Влас иногда напивается в дым и когда его вносят в музейную квартиру старухи Эльзы, та сурово качает головой и до утра сидит на высоком стуле у окна.
– Мон дье, – шепчет она, – пусть мальчику не будет плохо.
Отпусти его душу
В селе над старым, живописным и вонючим болотом у Власа жила последняя его тетя и единственная оставшаяся в живых родственница – баба Тойра.
Влас не любил ее, но единственность престарелой ведьмы обязывала. Каждый год он старался навещать Тойру в ее логове.
– Приехал, – каждый раз холодным и безжизненным голосом констатировала тетя, глядя на серьезную харю племянника. – Еды нет.
Сказав это, она уходила куда-нибудь по своим делам, отлично зная, что Влас и печь растопит, и еды наготовит, и постирает. Домик тети-ведьмы врос в землю на таком расстоянии от всей остальной деревни, что находился в самый раз между болотом и людьми. От деревни их отделял узкий и редкий клочок больного леса, а от болота не отделяло ничего, кроме серого, сизого тумана, да точной уверенности, что в болоте чертей нет.
Влас закончил стирать и стал колоть дрова. Вообще говоря, было жарко, но небо висело синюшное и мало походило на привычную с детства небесную твердь.
– Тойра, – сказал он, тихо присев на чурку, – старая ведьма, иди есть.

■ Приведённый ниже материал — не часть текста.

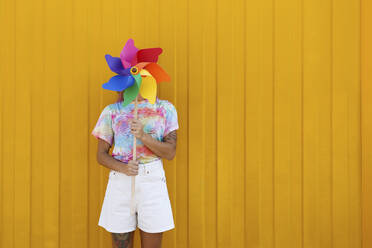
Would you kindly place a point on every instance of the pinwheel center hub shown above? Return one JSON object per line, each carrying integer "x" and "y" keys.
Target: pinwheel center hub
{"x": 134, "y": 70}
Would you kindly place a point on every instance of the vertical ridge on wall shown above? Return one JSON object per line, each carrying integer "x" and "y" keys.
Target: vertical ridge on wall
{"x": 287, "y": 124}
{"x": 346, "y": 128}
{"x": 52, "y": 123}
{"x": 317, "y": 124}
{"x": 8, "y": 12}
{"x": 37, "y": 42}
{"x": 366, "y": 124}
{"x": 22, "y": 134}
{"x": 270, "y": 110}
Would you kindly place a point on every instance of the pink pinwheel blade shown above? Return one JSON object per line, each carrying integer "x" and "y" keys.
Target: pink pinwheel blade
{"x": 148, "y": 55}
{"x": 128, "y": 53}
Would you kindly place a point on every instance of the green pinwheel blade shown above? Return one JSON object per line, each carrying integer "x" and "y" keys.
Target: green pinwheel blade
{"x": 132, "y": 92}
{"x": 138, "y": 80}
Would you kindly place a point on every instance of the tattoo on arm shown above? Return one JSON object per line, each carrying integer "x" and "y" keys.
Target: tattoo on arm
{"x": 121, "y": 240}
{"x": 171, "y": 137}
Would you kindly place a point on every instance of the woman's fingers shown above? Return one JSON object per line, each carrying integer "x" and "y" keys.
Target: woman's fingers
{"x": 133, "y": 167}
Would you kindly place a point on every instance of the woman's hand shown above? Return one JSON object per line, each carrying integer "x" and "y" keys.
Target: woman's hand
{"x": 136, "y": 128}
{"x": 132, "y": 168}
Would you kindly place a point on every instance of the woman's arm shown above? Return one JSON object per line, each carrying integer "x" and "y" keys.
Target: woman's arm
{"x": 105, "y": 159}
{"x": 164, "y": 149}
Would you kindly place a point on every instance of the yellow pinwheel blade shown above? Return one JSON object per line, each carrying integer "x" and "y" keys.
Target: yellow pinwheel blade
{"x": 148, "y": 86}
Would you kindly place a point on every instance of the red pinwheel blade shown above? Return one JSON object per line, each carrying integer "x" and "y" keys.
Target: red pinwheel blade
{"x": 157, "y": 72}
{"x": 148, "y": 55}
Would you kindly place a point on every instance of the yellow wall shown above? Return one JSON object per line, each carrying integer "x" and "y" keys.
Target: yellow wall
{"x": 268, "y": 97}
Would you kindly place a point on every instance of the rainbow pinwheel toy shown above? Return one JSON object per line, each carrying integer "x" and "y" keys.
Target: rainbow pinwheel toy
{"x": 138, "y": 72}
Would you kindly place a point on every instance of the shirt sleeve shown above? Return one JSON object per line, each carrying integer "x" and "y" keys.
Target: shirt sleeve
{"x": 171, "y": 119}
{"x": 103, "y": 128}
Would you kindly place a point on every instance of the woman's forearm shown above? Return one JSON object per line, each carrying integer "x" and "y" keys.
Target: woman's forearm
{"x": 109, "y": 162}
{"x": 161, "y": 149}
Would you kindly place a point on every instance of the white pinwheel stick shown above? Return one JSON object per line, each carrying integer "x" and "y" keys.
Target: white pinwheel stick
{"x": 132, "y": 202}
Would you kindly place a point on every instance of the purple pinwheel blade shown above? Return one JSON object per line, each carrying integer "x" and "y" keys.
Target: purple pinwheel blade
{"x": 118, "y": 83}
{"x": 116, "y": 66}
{"x": 128, "y": 53}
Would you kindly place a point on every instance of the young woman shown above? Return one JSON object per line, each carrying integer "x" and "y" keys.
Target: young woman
{"x": 155, "y": 130}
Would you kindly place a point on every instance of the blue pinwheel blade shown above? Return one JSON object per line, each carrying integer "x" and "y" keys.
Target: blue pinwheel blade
{"x": 116, "y": 66}
{"x": 118, "y": 83}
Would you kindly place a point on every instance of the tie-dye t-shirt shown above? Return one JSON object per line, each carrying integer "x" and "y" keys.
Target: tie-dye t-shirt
{"x": 158, "y": 120}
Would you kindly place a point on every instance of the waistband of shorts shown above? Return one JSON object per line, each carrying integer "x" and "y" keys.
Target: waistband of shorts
{"x": 148, "y": 168}
{"x": 156, "y": 162}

Тетка пришла к вечеру. Из бесчисленных кармашков ее юбки торчали пучки трав, в голове висели грязные полуседые волосы с налипшими травинками и прочим растительным сором.
– Милости просим, – сказал Влас и покормил тетку кашей с консервами и питерской водкой со вкусом ежевики.
– Хороша, – мягко отозвалась тетка о водке, – но водяниста. Сам делал?
– Боже упаси, тетя, – сказал Влас, – казенная.
Тетя о чем-то покачала головой и, встав из-за стола, направилась к себе в спаленку, темный и теплый чуланчик с комодиком времен становления Российской империи и старинной иконой Спас Ярое Око. Икона была в серебряном окладе и на Власа всегда производила неизгладимое впечатление…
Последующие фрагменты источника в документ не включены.